Based on 2016 tests of a composite cross-laminated timber-and-concrete floor system, architect-engineer Skidmore, Owings & Merrill has released guidance on how to analyze composite timber floors and predict their behavior in wood frames. Last week, SOM also issued information, based on a method just developed, on how to use composite CLT floors with steel frames.
The guidance, released in two reports on Dec. 4, is a continuation of SOM’s Timber Tower Research Project, begun in 2013. The aim of the effort is to develop design guidance and codes for the use of composite CLT in all structures.
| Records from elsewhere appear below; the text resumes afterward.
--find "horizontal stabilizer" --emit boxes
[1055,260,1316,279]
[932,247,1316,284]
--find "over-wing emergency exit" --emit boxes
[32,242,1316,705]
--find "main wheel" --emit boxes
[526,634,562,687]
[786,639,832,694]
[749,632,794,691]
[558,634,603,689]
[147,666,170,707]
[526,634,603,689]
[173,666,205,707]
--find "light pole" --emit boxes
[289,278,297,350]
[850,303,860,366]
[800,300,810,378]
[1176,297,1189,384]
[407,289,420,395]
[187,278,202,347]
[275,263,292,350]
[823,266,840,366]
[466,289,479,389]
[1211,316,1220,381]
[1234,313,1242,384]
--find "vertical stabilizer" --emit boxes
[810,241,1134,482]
SOM’s broader objective is to make timber construction competitive in the high-rise market. “We see CLT as the way of the future,” says Benton Johnson, an SOM associate director leading the research. “We want this system to be codified,” so it is easy to specify CLT.
To date, there is limited use of CLT in the U.S. Johnson attributes that to limited spanning capability and supply. There also are few, if any, jurisdictions that have adopted the 2015 International Building Code that contains CLT. Even SOM is using nail-laminated timber or dowel- laminated timber, not CLT, on projects. SOM hopes to find a client for a composite CLT pilot project—the next step.
The 2016 testing program was performed at Oregon State University and sponsored by the Softwood Lumber Board. Structurlam donated the CLT.
In the load tests, composite CLT floors, which are not in the code, performed slightly better than expected (ENR 9/5-12/16 p. 14). The floor was 5% to 10% stiffer than anticipated, which translates to greater spanning capability.
SOM tested floors first because floors are ubiquitous and CLT floors can be used with all framing materials. For a composite system, the slab is only about 12.5% thicker than a topping slab, often specified anyway for better acoustics.
SOM modeling also shows the structural slab provides fire resistance, allowing the CLT underside to be exposed. SOM expects fire testing to confirm that but, to date, has no test sponsor.
The second, Dec. 4-released SOM report is on an analytical study, carried out in conjunction with the American Institute of Steel Construction, for a steel frame with composite CLT floors.
The advantage of steel frames over timber frames, says Johnson, is that steel beams are stiff enough to be embedded in floor slabs, eliminating drop beams.
In about a year, after design details are peer-reviewed, SOM hopes to do physical testing. Meanwhile, designers can use the report as a road map to combine composite timber floors with steel frames, using performance-based design.